Premesso che l’imputato ha tutto il diritto di mentire per difendersi, premesso che la Rete L’ABUSO segue vittima e familiari il carteggio delle deposizioni lo ha letto, le risposte di don Galli sono state alquanto improbabili.

Dopo una iniziale serie di domande utili a descrivere il ruolo e mansioni di don Mauro, tra le altre cose al suo primo incarico, l’attenzione si sposta non solo sul suo trasferimento da Rozzano a Legnano – avvenuto dopo la denuncia della vittima – che stando a quanto documentava anche la pagina internet della parrocchia sarebbe avvenuto il primo marzo del 2012, seguito poi da un secondo trasferimento nel novembre dello stesso anno presso l’ospedale di Niguarda, a loro dire un trasferimento temporaneo questo, in attesa di un terzo trasferimento del don Mauro a Roma.

Tutti trasferimenti che don Mauro non solo ha dichiarato in aula di non sapere fossero collegati ad una denuncia di abusi, a suo carico, risalente al 2011, ma che sarebbe venuto a conoscenza di ciò, soltanto nel settembre del 2014, dopo quasi tre anni.

Ovvia la conseguente domanda di come, ignorando i reali motivi del trasferimento, don Mauro si spiegava allora tutti quegli spostamenti in un lasso di tempo così ristretto. La risposta è stata disarmante: non si sarebbe mai posto la domanda, ma solo limitato ad obbedire ai suoi superiori.

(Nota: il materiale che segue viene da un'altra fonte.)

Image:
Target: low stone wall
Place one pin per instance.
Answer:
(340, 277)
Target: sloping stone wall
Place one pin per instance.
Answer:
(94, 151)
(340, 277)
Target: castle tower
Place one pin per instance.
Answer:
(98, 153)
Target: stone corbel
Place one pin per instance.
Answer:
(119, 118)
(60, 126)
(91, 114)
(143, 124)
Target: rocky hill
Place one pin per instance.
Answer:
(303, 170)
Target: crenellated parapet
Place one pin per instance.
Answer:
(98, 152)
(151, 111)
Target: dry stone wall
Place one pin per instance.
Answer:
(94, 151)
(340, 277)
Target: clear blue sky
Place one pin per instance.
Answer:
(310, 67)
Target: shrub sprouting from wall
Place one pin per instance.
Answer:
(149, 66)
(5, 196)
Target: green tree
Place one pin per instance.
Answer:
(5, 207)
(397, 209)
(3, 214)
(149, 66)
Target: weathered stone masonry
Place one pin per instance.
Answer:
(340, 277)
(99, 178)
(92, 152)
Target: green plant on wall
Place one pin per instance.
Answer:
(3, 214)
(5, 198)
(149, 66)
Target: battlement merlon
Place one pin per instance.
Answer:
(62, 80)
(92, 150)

Invece, su quanto accaduto la notte del 19 dicembre 2012, don Galli ha soltanto ammesso di aver dormito nello stesso letto con la presunta vittima e che, durante la notte, questa fece un brutto sogno, si mise ad urlare nel sonno e lui si limitò a trattenerla per paura cadesse dal letto.

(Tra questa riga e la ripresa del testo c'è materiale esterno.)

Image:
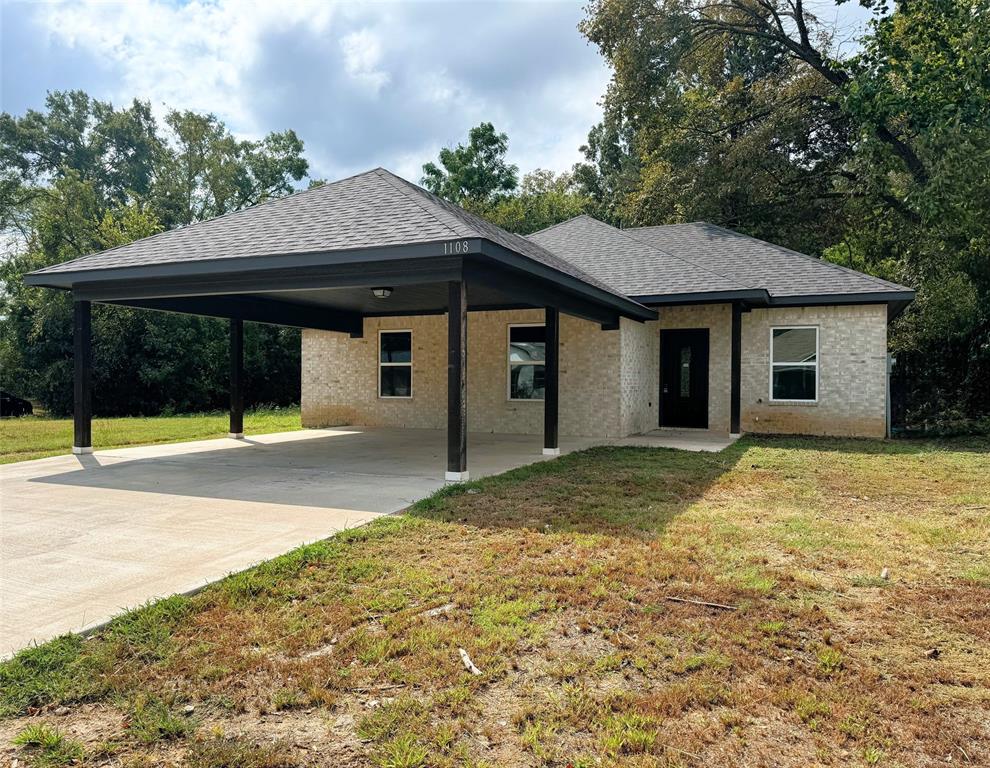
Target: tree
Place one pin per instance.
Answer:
(543, 199)
(743, 113)
(476, 172)
(83, 176)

Qui il racconto stride ancora una volta e fa sorgere una domanda: ma se quella notte non è accaduto nulla, perché don Mauro Galli non si è difeso da quelle che, a questo punto, sarebbero state le infamanti accuse della presunta vittima? Perché allora, prima di questo procedimento giudiziario, ancora in corso, avrebbe versato 150.000€, tra indennizzo e spese legali, grazie al quale la parrocchia di Rozzano e la stessa diocesi di Milano, responsabili civili nel processo, hanno potuto tirarsene fuori e il don Mauro, in caso di condanna, potrà usufruire dello sconto di un terzo della pena?

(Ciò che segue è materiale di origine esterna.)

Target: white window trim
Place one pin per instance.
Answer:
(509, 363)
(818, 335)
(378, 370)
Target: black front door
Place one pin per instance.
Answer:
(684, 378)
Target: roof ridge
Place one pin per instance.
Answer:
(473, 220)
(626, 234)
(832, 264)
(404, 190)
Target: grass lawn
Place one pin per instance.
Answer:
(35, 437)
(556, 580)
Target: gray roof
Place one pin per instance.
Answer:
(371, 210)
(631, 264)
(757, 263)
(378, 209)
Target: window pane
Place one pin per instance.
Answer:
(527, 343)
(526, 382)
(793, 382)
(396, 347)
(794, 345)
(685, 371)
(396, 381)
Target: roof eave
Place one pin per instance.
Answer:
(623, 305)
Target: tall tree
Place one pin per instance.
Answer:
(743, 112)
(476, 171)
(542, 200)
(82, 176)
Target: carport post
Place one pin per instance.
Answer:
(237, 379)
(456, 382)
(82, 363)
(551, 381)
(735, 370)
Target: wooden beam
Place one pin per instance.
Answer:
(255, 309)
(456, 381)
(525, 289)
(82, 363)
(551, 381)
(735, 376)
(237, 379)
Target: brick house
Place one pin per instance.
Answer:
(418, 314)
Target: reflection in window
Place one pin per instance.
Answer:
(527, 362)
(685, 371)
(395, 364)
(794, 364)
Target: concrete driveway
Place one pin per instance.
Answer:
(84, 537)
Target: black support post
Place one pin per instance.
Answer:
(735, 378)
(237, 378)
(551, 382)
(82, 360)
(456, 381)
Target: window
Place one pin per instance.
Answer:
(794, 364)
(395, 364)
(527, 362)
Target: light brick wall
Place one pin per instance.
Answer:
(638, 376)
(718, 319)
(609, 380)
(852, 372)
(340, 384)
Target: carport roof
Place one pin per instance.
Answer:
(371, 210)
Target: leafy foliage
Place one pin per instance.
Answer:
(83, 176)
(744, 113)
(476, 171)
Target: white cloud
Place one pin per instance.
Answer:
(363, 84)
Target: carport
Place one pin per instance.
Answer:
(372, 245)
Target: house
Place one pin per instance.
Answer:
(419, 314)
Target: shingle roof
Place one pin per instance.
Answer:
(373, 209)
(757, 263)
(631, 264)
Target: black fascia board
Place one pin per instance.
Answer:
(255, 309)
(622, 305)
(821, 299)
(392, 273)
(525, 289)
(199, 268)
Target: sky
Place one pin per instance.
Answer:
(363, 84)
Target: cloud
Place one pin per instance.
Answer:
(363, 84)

Un indennizzo che ha fatto parlare parecchio, si è persino detto fosse un fondo della diocesi per “comprare il silenzio” delle vittime e ieri, in aula, la difesa del sacerdote rappresentata dal professor Mario Zanchetti, ha spontaneamente ritenuto di dover documentare agli atti i vari spostamenti bancari, a prova che quei soldi provenissero dal conto dei genitori del sacerdote e non dalla diocesi.

Lo stesso sacerdote ha dichiarato che la provenienza è riconducibile a vari parenti che lo avrebbero aiutato.